I spotted veteran dealer Jeffrey Deitch there, who dutifully stopped into most galleries on the dogleg left of Henry and Pike. Later, over email, Deitch told me the scene reminded him of Tenth Street in the East Village in the early 1980s. “It was a spontaneous street party,” he said. “The storefront galleries do not have to be large and elaborate to present exciting new art. It was great to see the community that has formed around the Henry Street galleries.”
This energy certainly doesn’t just come from the newcomers on the block. An early champion of Henry Street is Ellie Rines, a name closely associated with guerrilla sales tactics and lively programming that attracts both the downtown and uptown worlds. Her gallery, 56 Henry, recently expanded to include the space smack-dab on the corner between Henry and Pike, more than doubling their square-footage.
“When I opened here, I had no idea it would turn into this, it was just what I could afford,” she explained to me on the recent opening night. “I’m really grateful.”
Rines moved in to 56 Henry as a live/work space in 2016, back when Chapter and Bureau still had their first spaces nearby. From her perspective, the evolution of the neighborhood has been subtle, and marked by a respect for the history of Chinatown and its population.
“There are more galleries, but what’s nice is that the Chinese community owns the buildings, so there hasn’t been too drastic of a switch-over,” she said. “Most of the galleries have been pretty respectful of their surroundings and haven’t tried to make their gallery into a Chelsea space.”

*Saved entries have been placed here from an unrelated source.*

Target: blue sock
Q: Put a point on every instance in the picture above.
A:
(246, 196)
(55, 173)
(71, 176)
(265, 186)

She added that her current rent of $3,500 hasn’t changed much since she first came to Henry Street. “It’s a place where you can be a little bit more experimental,” Rines said. “People haven’t broken down the walls. They’ve moved into their spaces instead of trying to take it over.”
It’d be nice to end this story right here, and have this be a bastion of hope for a new art-dealing generation. However, other gallerists haven’t been as lucky with securing such cheap rent in the area. According to Gleghorn, rents in the area are already rising, and he forecasts that when his three-year lease expires, he could plausibly see it doubling, citing other vacant lots on Henry that are asking for $7,000 a month. “It feels a little like, tick tock,” he said. “I’ve been coming to NY long enough to see these things come and go, and then all of a sudden, you’re Soho.”
More optimistically, Rines acknowledged that this will always be a risk in New York City. Asked whether she’d ever leave Henry Street, she said: “New York is always changing, and thats the excitement of the place.”